Enabling is an act of somehow allowing or indirectly approving of the behaviors of the addict or alcoholic in your life. Embracing, however, is an action of love. Every single drug addict or alcoholic is somebody who is sick, suffering, and has the potential to recover. Sometimes a reminder of love can be the catalyst for that person to want to get help for themselves.
There are also times when our loved one might agree to go to treatment, and we’re so delighted that they’re getting help that we offer them the world in order for them to be happy and to stay in treatment. This is another form of enabling that can be dangerous, as it can lead to entitlement, and ultimately rob them of their chance of growth. Once more, offering support or helping to supply necessities are a valuable way to show that you’re there for them. Giving a weekly allowance rather than encouraging the person you love to find a job is not only enabling, but it’s robbing them of the opportunity to participate in their own life, and their own recovery.

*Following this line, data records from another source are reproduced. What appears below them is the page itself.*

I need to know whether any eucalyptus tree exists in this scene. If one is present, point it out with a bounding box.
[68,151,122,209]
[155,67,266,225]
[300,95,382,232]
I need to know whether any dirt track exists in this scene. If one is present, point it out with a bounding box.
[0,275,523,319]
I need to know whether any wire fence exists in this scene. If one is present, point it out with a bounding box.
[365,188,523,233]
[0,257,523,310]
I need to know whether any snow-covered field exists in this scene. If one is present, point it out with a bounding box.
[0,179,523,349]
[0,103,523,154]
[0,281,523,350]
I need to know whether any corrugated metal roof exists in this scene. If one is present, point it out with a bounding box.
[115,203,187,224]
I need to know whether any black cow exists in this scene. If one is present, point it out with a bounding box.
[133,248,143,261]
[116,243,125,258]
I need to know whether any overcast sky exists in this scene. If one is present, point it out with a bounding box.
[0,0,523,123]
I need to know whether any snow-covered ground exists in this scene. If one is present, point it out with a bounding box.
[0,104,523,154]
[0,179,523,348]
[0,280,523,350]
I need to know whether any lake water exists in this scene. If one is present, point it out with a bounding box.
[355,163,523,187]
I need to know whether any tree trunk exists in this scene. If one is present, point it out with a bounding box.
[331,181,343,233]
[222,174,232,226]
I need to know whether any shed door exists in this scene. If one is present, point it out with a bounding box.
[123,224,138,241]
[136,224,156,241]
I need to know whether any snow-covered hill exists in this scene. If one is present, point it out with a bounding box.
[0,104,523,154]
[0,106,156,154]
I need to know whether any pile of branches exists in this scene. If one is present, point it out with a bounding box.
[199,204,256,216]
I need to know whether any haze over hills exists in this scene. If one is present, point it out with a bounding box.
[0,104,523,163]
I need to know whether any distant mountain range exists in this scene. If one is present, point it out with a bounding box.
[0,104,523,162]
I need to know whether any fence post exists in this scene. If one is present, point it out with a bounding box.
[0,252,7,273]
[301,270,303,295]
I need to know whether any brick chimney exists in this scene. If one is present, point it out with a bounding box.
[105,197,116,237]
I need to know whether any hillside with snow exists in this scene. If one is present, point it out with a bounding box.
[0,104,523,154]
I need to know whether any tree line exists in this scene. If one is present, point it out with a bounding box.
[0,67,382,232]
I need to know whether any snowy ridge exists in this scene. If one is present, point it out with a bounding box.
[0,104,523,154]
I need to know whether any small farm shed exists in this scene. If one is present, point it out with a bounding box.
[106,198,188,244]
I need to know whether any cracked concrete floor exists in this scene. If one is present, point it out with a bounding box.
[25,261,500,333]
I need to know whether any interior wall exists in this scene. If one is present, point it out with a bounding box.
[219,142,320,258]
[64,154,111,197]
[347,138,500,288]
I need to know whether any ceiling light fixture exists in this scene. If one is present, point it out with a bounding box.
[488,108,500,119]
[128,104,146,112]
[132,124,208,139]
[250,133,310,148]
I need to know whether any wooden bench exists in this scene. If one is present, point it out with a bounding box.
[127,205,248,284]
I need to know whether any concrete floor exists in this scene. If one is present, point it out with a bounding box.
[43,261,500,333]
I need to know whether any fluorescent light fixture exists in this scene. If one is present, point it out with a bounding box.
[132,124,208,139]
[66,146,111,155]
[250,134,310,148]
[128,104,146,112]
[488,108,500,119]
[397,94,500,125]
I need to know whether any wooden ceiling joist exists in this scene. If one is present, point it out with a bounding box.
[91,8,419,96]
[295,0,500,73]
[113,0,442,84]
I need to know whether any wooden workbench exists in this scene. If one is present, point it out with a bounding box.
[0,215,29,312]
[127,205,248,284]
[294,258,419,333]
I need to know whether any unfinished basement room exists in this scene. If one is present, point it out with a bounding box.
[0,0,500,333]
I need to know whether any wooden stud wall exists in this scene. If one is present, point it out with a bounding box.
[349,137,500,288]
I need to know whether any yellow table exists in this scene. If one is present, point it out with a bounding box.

If you’re afraid that you’re enabling your loved one rather than helping, then finding a therapist who specializes in codependency or addiction is the best step to stop enabling. Support groups like Al-Anon also lend valuable advice and support to help you stop enabling your loved one, and to start helping. Asking yourself each time before you act whether you’re acting out of a place of love or fear is another way to become mindful of your intentions and the reasoning behind each action. Sometimes taking a breath and not reacting immediately to the situation is another great tool and can make all of the difference between enabling and helping.
There’s hardly a handbook for how to live with an addict or an alcoholic, but there are the experiences of others who have been through it that can serve as a valuable tool to help you be more helpful, and less harmful to your loved one. Finding a therapist, a support group, and taking care of yourself can prove much more valuable to you than you might realize. Focusing on your own well being, your own health, and your own peace of mind is another crucial step in being able to help the addict or alcoholic in your life.